The staff of the Committee on Open Government is authorized to issue advisory opinions. The ensuing staff advisory opinion is based solely upon the information presented in your
correspondence.

Dear

I have received your letter of July 13. You have requested an advisory opinion concerning
the Open Meetings Law relating to a series of events in which the Onteora Board of Education, upon which you serve, and certain of its members, have been involved.

With respect to the initial event, you wrote that:

"On May 29, 2001, the Onteora Board of Education held a special meeting for the purpose of conducting an executive session with its attorney to discuss on-going litigation. No public business was conducted at the May 29, 2001 meeting.

"At the end of the executive session, the board president announced he had received a letter of resignation from Trustee Vanacore, effective June 5, 2001. Without returning to a formal public session to decide on a method to fill the vacancy, Mr. Millman unilaterally
directed the District Clerk to place advertisements in local newspapers announcing the upcoming (not yet effective) vacancy. These advertisements required an expenditure of district funds, which were not authorized at a public meeting of our Board of Education.
Mr. Millman also directed the advertisements contain a deadline of June 15, 2001 (at 3:30 p.m.) for receipt of applications and resumes and that interviews with applicants would follow."

In this regard, by way of background, the Open Meetings Law is based on a presumption of openness. Stated differently, meetings of public bodies must be conducted in public except to the extent that an executive session may appropriately be held. Paragraphs (a) through (h) of §105(1) of the Open Meetings Law specify and limit the subjects that may properly be considered during an executive session.

While the beginning of the executive session appears to have been validly held, for it
involved consideration of "on-going litigation" [see Open Meetings Law, §105(1)(d)], the remainder, in my view, concerned matters that should have been discussed in public. In short, none of the grounds for conducting an executive session would, in my opinion, have been pertinent or applicable.

Next, at the ensuing "scheduled public board meeting", which was held on June 4, you
indicated that:

"...the board approved Trustee Vanacore's resignation. In the only public discussion regarding the board's plan to fill the vacancy, I made a motion to accept letters of interest and resumes for the board vacancy until Friday, July 6, 2001, 5:00 PM at the District Offices. The motion was defeated. At the public session the board did not authorize Mr. Millman's previous unilateral directives.

"You wrote that the matter of filling the vacancy on the Board was not discussed at the Board meeting of June 18, but that a newspaper article published subsequent to that meeting stated that Trustee Millman said that:

"...he, Trustee Doan, Trustee Walters and Trustee Perry had discussed the applications ‘....after a school board meeting, in the hallway'."

With respect to the foregoing, first, from my perspective, voting and action by a public body may be carried out only at a meeting during which a quorum has physically convened, or during a meeting held by videoconference. It is noted that the Open Meetings Law pertains to public bodies, and that §102(2) defines the phrase "public body" to mean:

"...any entity for which a quorum is required in order to conduct public business and which consists of two or more members, performing a governmental function for the state or for an agency or department thereof, or for a public corporation as defined in section sixty-six of the general construction law, or committee or subcommittee or other similar body of such public body."

Further, §102(1) of the Open Meetings Law defines the term "meeting" to mean "the official convening of a public body for the purpose of conducting public business, including the use of videoconferencing for attendance and participation by the members of the public body." Based upon an ordinary dictionary definition of "convene", that term means:

"1. to summon before a tribunal;

2. to cause to assemble syn see 'SUMMON'" (Webster's Seventh New Collegiate Dictionary, Copyright 1965).
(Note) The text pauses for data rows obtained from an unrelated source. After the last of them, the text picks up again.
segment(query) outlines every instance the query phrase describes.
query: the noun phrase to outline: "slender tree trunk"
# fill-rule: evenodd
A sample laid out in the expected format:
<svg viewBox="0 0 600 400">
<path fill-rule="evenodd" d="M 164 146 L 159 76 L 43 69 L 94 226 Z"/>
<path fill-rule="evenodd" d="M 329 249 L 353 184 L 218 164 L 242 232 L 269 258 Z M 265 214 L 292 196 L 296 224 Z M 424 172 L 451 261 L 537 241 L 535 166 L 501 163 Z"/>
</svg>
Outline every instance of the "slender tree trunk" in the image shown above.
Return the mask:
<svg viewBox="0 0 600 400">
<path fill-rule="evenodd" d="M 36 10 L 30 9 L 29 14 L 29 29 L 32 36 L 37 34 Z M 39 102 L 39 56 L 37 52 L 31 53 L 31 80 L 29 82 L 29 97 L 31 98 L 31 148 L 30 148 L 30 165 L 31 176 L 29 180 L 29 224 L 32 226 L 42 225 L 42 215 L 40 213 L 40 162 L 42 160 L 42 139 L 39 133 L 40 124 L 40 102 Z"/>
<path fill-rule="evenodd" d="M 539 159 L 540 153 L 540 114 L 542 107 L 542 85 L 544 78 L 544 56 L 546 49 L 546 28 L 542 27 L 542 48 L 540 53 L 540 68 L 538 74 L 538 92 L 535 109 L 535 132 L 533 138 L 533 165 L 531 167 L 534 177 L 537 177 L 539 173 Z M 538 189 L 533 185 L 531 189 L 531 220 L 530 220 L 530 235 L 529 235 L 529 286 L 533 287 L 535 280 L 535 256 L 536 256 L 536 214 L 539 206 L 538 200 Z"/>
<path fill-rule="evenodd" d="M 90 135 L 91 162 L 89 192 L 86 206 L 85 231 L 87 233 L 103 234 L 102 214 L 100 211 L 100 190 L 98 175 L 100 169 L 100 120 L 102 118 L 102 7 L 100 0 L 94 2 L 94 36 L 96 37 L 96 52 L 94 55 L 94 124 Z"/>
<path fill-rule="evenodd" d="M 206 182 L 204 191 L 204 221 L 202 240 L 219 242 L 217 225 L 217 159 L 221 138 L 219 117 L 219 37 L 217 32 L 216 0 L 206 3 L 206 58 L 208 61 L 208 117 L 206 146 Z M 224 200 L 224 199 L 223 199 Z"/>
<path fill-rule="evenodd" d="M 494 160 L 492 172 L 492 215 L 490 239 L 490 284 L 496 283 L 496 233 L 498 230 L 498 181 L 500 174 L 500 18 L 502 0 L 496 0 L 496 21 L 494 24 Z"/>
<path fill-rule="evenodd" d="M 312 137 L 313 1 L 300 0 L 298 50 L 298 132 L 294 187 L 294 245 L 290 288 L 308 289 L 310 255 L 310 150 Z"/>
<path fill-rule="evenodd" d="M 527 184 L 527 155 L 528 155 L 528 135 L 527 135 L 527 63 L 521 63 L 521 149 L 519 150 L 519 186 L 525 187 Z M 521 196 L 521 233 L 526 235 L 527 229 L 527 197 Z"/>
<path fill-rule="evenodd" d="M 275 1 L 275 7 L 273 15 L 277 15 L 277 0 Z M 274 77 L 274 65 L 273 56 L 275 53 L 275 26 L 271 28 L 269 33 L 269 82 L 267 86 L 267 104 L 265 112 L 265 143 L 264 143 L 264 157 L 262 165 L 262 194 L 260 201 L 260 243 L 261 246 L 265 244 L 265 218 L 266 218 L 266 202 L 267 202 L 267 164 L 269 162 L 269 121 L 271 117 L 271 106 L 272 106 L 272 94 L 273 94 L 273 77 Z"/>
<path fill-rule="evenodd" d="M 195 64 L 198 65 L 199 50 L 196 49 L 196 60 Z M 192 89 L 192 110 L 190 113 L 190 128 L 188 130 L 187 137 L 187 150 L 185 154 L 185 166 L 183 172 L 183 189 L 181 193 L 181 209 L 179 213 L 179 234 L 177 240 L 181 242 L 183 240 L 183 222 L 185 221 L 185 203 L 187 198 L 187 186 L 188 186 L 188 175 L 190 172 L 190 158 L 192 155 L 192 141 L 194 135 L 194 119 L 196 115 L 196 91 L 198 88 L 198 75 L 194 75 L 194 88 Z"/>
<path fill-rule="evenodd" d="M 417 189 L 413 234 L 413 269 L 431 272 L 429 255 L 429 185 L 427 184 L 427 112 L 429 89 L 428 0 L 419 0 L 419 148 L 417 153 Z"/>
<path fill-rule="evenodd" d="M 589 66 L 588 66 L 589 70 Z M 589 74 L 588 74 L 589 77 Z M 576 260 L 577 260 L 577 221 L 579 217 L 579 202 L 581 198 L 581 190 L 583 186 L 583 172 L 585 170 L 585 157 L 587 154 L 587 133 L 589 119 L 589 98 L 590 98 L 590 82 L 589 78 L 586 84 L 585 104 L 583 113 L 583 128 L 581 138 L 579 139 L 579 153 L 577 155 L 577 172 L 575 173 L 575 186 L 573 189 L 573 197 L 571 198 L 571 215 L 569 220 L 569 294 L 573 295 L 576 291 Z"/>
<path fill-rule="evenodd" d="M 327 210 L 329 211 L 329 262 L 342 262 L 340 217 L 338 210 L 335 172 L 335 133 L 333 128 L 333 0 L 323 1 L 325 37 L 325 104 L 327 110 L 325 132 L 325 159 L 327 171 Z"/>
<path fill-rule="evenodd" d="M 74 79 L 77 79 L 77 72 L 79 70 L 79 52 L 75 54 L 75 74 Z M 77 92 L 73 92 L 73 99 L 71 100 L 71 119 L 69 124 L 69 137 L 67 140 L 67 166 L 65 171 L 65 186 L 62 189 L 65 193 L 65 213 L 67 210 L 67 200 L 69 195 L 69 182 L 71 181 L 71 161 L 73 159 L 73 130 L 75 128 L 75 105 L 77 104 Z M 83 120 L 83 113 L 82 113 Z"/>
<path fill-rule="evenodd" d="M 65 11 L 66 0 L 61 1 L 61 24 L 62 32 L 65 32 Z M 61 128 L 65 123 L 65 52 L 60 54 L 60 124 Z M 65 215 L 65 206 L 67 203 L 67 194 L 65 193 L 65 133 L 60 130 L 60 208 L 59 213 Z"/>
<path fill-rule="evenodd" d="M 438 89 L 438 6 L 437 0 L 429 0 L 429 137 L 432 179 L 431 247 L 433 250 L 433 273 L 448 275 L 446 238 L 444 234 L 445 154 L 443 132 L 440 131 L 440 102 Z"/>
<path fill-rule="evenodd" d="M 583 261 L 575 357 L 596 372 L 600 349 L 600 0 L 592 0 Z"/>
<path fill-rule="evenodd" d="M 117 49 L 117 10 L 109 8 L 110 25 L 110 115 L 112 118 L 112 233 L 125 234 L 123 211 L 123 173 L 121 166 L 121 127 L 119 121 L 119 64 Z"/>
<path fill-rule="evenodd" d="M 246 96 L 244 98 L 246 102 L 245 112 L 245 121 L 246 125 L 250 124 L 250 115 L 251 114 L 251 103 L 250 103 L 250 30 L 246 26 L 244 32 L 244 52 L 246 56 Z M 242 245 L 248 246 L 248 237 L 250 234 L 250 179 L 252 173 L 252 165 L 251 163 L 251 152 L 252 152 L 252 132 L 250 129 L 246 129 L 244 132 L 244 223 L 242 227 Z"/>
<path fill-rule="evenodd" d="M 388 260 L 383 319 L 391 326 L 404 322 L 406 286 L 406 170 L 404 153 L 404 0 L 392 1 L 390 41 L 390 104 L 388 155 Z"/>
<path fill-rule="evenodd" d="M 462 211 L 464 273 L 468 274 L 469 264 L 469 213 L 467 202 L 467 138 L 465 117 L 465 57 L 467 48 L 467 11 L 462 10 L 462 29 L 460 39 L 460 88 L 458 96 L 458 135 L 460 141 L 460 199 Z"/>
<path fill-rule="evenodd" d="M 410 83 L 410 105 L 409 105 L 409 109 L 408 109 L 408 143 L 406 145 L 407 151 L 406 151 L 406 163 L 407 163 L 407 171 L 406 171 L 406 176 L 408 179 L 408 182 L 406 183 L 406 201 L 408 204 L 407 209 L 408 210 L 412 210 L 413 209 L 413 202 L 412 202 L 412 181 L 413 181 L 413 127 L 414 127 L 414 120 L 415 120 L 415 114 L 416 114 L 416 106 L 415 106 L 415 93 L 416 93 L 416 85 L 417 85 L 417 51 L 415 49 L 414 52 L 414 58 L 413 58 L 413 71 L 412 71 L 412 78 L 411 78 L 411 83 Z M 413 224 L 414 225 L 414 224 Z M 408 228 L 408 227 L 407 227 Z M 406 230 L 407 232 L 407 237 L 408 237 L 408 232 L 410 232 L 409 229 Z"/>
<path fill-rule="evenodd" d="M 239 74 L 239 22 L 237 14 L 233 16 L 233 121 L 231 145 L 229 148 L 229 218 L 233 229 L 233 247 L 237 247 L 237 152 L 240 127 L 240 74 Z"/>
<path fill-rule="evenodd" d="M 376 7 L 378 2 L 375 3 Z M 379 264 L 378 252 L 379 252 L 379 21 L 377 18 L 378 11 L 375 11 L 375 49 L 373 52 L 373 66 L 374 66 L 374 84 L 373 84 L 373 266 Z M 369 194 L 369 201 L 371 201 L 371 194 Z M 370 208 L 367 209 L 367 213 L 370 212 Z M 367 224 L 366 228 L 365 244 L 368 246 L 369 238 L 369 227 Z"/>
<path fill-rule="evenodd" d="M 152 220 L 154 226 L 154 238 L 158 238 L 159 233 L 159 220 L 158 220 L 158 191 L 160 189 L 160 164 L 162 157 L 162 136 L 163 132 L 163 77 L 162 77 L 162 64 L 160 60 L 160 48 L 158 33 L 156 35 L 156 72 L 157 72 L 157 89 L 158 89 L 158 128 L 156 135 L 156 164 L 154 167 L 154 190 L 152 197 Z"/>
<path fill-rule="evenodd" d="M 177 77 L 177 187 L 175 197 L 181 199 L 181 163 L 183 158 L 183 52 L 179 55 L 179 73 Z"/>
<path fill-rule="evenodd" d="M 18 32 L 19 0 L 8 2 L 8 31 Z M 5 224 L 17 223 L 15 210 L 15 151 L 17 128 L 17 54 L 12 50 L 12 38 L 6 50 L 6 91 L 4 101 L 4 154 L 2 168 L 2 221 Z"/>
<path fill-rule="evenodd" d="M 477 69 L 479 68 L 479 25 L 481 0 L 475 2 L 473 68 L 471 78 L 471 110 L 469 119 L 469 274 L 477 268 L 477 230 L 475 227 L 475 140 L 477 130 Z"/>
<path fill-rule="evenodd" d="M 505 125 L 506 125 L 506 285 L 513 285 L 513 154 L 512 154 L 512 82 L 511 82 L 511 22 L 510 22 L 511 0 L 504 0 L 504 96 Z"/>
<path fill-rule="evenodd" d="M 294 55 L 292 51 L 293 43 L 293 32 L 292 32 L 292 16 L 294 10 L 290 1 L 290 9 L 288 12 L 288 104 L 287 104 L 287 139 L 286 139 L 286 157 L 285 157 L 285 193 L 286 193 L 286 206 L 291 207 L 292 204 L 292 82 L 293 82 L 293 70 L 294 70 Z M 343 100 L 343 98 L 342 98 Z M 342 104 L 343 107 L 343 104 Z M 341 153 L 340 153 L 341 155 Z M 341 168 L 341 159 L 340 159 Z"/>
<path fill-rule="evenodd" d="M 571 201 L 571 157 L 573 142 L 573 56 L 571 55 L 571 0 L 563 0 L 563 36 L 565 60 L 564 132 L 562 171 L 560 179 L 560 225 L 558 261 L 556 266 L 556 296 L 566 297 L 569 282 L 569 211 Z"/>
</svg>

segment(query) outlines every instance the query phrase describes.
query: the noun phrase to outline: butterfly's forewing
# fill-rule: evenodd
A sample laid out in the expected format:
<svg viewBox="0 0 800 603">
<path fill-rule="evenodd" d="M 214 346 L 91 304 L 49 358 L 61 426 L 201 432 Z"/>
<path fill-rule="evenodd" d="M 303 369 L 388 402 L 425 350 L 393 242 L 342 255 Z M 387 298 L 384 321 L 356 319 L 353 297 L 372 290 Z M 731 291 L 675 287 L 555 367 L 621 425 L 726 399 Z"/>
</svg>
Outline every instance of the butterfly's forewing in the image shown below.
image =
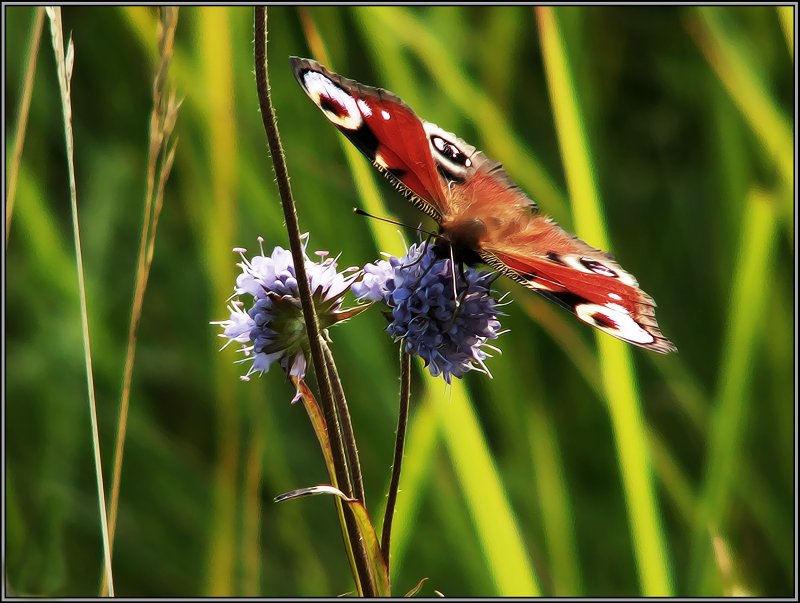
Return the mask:
<svg viewBox="0 0 800 603">
<path fill-rule="evenodd" d="M 441 221 L 445 183 L 414 111 L 391 92 L 348 80 L 316 61 L 289 61 L 300 86 L 328 121 L 409 201 Z"/>
</svg>

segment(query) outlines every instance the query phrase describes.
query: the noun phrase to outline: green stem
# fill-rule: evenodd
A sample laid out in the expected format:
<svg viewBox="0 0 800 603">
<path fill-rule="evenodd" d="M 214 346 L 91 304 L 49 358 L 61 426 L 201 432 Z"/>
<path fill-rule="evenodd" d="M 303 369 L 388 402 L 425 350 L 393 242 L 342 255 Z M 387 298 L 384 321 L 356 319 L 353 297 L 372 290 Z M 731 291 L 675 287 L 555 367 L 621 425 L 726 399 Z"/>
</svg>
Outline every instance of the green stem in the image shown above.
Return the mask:
<svg viewBox="0 0 800 603">
<path fill-rule="evenodd" d="M 397 492 L 400 488 L 400 469 L 403 464 L 403 448 L 406 441 L 408 425 L 408 407 L 411 399 L 411 356 L 400 346 L 400 412 L 397 416 L 397 435 L 394 440 L 394 462 L 392 463 L 392 479 L 386 497 L 386 511 L 383 515 L 383 531 L 381 534 L 381 551 L 386 567 L 389 567 L 389 543 L 392 537 L 392 519 L 397 503 Z"/>
</svg>

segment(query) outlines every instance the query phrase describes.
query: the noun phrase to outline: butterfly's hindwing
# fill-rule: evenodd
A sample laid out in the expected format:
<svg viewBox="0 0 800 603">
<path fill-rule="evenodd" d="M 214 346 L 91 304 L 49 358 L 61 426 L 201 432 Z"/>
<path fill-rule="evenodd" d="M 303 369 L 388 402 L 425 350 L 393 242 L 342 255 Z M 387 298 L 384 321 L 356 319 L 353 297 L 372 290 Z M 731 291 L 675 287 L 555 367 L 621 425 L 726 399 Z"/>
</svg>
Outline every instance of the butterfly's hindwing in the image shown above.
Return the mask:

In view of that definition and others, I believe that a meeting, i.e., the "convening" of a public body, involves the physical coming together of at least a majority of the total membership of such a body, i.e., the Board of Education, or a convening that occurs through videoconferencing. I point out, too, that §103(c) of the Open Meetings Law states that "A public body that uses videoconferencing to conduct its meetings shall provide an opportunity to attend, listen and observe at any site at which a member participates."

The provisions in the Open Meetings Law concerning videoconferencing are newly enacted (Chapter 289 of the Laws of 2000), and in my view, those amendments clearly indicate that there are only two ways in which a public body may validly conduct a meeting. Any other means of conducting a meeting, i.e., by telephone conference, by mail, by e-mail, or by gathering "in the hallway", would be inconsistent with law.

As indicated earlier, the definition of the phrase "public body" refers to entities that are required to conduct public business by means of a quorum. The term "quorum" is defined in §41 of the General Construction Law, which has been in effect since 1909. The cited provision, which was also amended to include language concerning videoconferencing, states that:

"Whenever three of more public officers are given any power or authority, or three or more persons are charged with any public duty to be performed or exercised by them jointly or as a board or similar body, a majority of the whole number of such persons or officers, gathered together in the presence of each other or through the use of videoconferencing, at a meeting duly held at a time fixed by law, or by any by-law duly adopted by such board of body, or at any duly adjourned meeting of such meeting, or at any meeting duly held upon reasonable notice to all of them, shall constitute a quorum and not less than a majority of the whole number may perform and exercise such power, authority or duty. For the purpose of this provision the words 'whole number' shall be construed to mean the total number which the board, commission, body or other group of persons or officers would have were there no vacancies and were none of the persons or officers disqualified from acting."

Based on the foregoing, again, a valid meeting may occur and action may be taken only when a majority of the total membership of a public body, a quorum, has "gathered together in the presence of each other or through the use of videoconferencing." Moreover, only when a quorum has convened in the manner described in §41 of the General Construction Law would a public body have the authority to carry out its powers and duties.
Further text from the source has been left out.